Wednesday, February 20, 2008

What Gives Me the Right?

Interesting. Do I get to carry a portable device that blocks cell phone reception in an area?

This jobbie works, if I read the description right, on an area of radius 10 meters, out from the unit in my pocket. So, I could keep you from making or receiving cell phone calls in a car, or in a conference room.

So, if this device is legal, at one point would it become illegal? At a power/radius of 100 meters? How about 10 miles? Can I block all cell phone use in a circle of 10 mile radius?

At some point, it is clearly illegal, or should be. Yes?

UPDATE: Yes. Clearly illegal.

But then why the hecking heck does it pop up on Facebook?


The Unknown Professor said...

I haven't verified this, but I've heard that stronger versions (range up to 100 meters) are sometimes used by the military to negate cell phone-triggered bombs. They're also used in some European churches.

I'd thought of getting one for use in my finance classes. Some of my little darlings say that they use their cell phones as calculators. But somehow when I see one of them pushing frantically with both thumbs (I swear that some of them spend so much time texting that they could press 300 lbs with each thumb), they can't ever seem to show me how to solve a problem on their calculator.

With one of these babies, I don't have to police them, but somehow their cell phones just would never seem to work in my classroom.

It'd almost be worth it to see the looks on their faces when they can't get reception and really can't complain about it without looking like a schmo.

Dirty Davey said...

What are the property rights implications here? Shouldn't (for example) a private university have the right to block signals in a building on their campus (private property) if they are doing so in a way that has absolutely no effect off the property (e.g. a 10m radius blocker in a building 200m from the campus boundary)?

Shawn said...

at the home of all-things-tech, engadget, there are a few articles on cell's a U.S. site, but clearly people *are* using them, despite it happening to be against the law. Particularly interesting was one article where schools in italy are doing exactly what you're proposing, UP:

Ciao, celly!

br said...

I've seen this before. Once the product life cycle peaks, they will introduce cell phone jammer jammers and then jammer jammer jammers and so on.

Angus said...

"If God were here he'd tell you to your face: Man your somekind of sinner! Signs, Signs, everywhere are signs....."

Just a Thought said...

The rule states: The Act prohibits any person from willfully or maliciously interfering with the radio communications of any station licensed or authorized under the Act or operated by the U.S. government.

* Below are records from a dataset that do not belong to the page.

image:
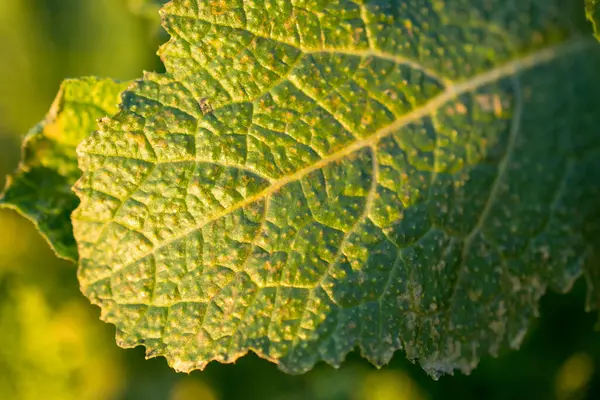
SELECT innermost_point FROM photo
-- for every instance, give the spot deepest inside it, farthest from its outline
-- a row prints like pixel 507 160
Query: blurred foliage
pixel 55 347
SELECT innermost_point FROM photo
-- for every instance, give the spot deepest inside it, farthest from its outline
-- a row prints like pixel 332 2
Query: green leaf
pixel 312 176
pixel 592 11
pixel 41 187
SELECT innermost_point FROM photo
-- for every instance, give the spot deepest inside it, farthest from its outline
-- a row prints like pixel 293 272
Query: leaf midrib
pixel 540 57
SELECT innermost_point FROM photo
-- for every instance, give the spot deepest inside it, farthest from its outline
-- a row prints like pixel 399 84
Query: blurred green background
pixel 52 344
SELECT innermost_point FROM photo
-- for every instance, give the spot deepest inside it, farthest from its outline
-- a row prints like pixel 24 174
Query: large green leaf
pixel 592 10
pixel 41 187
pixel 311 176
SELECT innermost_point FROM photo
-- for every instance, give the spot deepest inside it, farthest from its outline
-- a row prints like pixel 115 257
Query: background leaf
pixel 41 188
pixel 304 180
pixel 592 10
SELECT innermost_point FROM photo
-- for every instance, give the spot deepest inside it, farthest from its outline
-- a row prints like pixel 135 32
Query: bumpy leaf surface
pixel 592 10
pixel 41 187
pixel 311 176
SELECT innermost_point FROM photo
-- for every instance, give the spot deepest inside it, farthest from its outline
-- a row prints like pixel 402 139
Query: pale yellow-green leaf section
pixel 40 189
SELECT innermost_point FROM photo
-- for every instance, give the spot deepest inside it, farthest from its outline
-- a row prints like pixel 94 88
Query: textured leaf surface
pixel 41 187
pixel 592 10
pixel 311 176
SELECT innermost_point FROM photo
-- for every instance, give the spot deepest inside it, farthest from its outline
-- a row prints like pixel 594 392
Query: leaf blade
pixel 300 195
pixel 40 189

I'm not sure your cellphone qualifies under this statute as a matter of law, so saying that the device is "clearly illegal" is probably wrong. It may be illegal.

Shawn said... cdma and gsm frequencies are licensed frequencies by the FCC...

Just a Thought said...

But this is specific to "station"s that are licensed or authorized or operated by the US government. Is your phone a station? What is the legal definition of "station"? These are both arguable points. It doesn't matter, really, I was just pointing out that there it isn't black and white.